By JOHN KLINE
THE GOSHEN NEWS
A referendum has been planned for November that will allow Goshen residents to vote on the proposed funding of a new community center. But who should fund the actual referendum?
Goshen City Council members debated that question during their meeting Tuesday evening. During the meeting, councilman Jim McKee presented the council with a resolution requesting that Goshen Community Center Inc., the not-for-profit created to head up the community center project, reimburse the city for the cost of holding a special election — at this time estimated to be in the range of $58,000.
According to McKee, there has been some talk among project supporters that if the cost of holding a special election was the reason the overall proposal would fail, there is someone in the community who has said they would pay for the cost of the special election.

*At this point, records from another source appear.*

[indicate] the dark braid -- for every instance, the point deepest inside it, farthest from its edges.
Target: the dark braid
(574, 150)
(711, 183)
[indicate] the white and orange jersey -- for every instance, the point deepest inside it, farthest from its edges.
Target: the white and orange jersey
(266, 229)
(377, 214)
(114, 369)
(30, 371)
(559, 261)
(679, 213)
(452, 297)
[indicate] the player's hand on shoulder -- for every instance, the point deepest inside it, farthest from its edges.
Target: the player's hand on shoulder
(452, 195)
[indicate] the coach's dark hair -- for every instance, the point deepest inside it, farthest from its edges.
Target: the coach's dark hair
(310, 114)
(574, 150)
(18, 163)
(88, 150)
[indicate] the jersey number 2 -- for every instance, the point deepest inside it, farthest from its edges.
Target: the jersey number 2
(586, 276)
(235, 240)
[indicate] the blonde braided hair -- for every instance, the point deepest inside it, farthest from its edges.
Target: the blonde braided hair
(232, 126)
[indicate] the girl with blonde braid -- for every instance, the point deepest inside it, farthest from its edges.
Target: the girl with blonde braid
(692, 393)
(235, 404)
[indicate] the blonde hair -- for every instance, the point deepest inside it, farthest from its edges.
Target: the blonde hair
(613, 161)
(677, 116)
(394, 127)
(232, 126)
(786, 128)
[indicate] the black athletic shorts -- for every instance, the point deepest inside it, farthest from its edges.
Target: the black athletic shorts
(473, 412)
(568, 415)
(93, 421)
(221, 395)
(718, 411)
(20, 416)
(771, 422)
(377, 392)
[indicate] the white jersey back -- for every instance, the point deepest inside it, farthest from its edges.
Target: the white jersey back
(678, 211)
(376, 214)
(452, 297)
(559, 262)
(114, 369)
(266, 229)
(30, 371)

In light of that fact, McKee said he came up with the idea for the resolution as a way to try and relieve at least some of the burden that would be placed on local taxpayers should the community center project — estimated to cost approximately $27.6 million — eventually come to pass. Goshen Community Schools is also considering a rehabilitation project connected to the city’s proposed community center that could bump up the overall cost to $35.6 million. However, the Goshen Board of School Trustees has postponed its vote on whether to send its portion of the project to a referendum until sometime later this year.
“If there’s someone standing ready that would help the group out and their purpose, I think that would be a good thing, and I think it would be good for us to ask them to do it,” McKee said. “We’re not demanding them to do it, we’re not in a legal contract, we’re just saying if you have someone that is ready to do that, and they would do that, I think that would help relieve the taxpayers of Goshen for that amount of money. Nothing more and nothing less.”
In response, Mayor Allan Kauffman reiterated that the suggestion, made initially by Community Center Project Director Bruce Stahly, indicated that such a payment from a local community member would happen only if the cost for the referendum was determined to be the reason it would fail.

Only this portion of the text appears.